La carencia de un presidente activo que pudiera asistir a las cumbres internacionales, visitar otros países y relacionarse con sus colegas jefes de Estado resintieron el margen de maniobra de la diplomacia argelina.
Mientras tanto, la crisis económica y la inestabilidad política en la cúpula del poder acentuaron el malestar de la población forzando a los militares a incrementar los controles y las acciones represivas.
En 2019, los militares, indiferentes al malestar de la población, pretendieron continuar con la farsa de un presidente octogenario recluido en una silla de ruedas haciendo que Bouteflika anunciara su postulación para un quinto mandato presidencial consecutivo.
El intento de continuismo eterno del régimen colmó la paciencia de los estudiantes y profesionales que se levantaron en una serie interminable de pacíficas manifestaciones callejeras que pronto sumaron a otros sectores.
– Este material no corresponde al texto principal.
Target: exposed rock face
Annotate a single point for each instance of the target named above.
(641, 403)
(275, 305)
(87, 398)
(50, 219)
Había nacido el “Hirak” que obligó a los militares a cambiar de rumbo.
El presidente Abdelaziz Bouteflika fue destituido y después de un aplazamiento se realizó la elección presidencial en la que solo se autorizaron a competir a seis candidatos. Todos ellos ex ministros del presidente destituido y por tanto confiables para las fuerzas armadas.
La presidencia terminó en manos del jurista Abdelmadjid Tebboune como delegado de los militares, auténticos dueños del poder en Argelia.
La maniobra no trajo calma al país. Un sector de la población no se dejó engañar por el cambio de personajes y comenzó a demandar una real democratización y renovación de los elencos gubernamentales. El Hirak, que nunca se detuvo, se reactivó haciéndose nuevamente masivo.
Sólo la pandemia del coronavirus Covid 19 detuvo momentáneamente las protestas callejeras.
No obstante, el gobierno de Tebboune se mostró incapaz de atender debidamente la emergencia. El derrumbe total de los precios de los hidrocarburos y la interrupción de los flujos turísticos impactaron muy fuerte sobre la vacilante economía argelina mientras el país se convertía en la tercera nación con mayor cantidad de infectados y muertos en el continente africano.
En este complicado escenario, en la ciudad de Tinzauatin, provincia de Tamanraseet, en el extremo sur de Argelia, se produjeron protestas ciudadanas que fueron duramente reprimidas dejando un saldo de varias víctimas entre los manifestantes.
El problema parece haber surgido por la ambición desmedida de las mafias policiales que controlan el comercio de agua potable en esa empobrecida región sahariana donde el litro de agua vale 1,5 dinares argelinos.
Para incrementar su negocio, la policía estableció un “muro de seguridad” -realidad, tan solo una barrera de alambradas supuestamente implantadas para impedir la entrada de contrabandistas de combustible y traficantes de drogas- separando a la ciudad del río -wadi- que las abastece de agua.
Los vecinos demandaron al Wadi en Tamanrasset la apertura de puertas en el muro para acceder al agua y permisos para que los pastores pudieran llegar al río con sus animales en ciertos horarios. Pero las autoridades ignoraron sus reclamos.
Fue entonces cuando decenas de personas de la población local se rebelaron y marcharon a romper las alambradas. La policía y el ejército los repelieron empleando armas de fuego provocando un muerto y varios heridos. Inmediatamente el Ejército argelino negó haber empleado munición letal contra los manifestantes.
Tinzauatin, es una pequeña y miserable localidad que no figura en los mapas y donde no hay ni periodistas ni observadores internacionales. Sin embargo, la violencia que el gobierno ha desatado en ese remoto paraje amenaza con incendiar todo el sur de Argelia, aún en medio de la pandemia.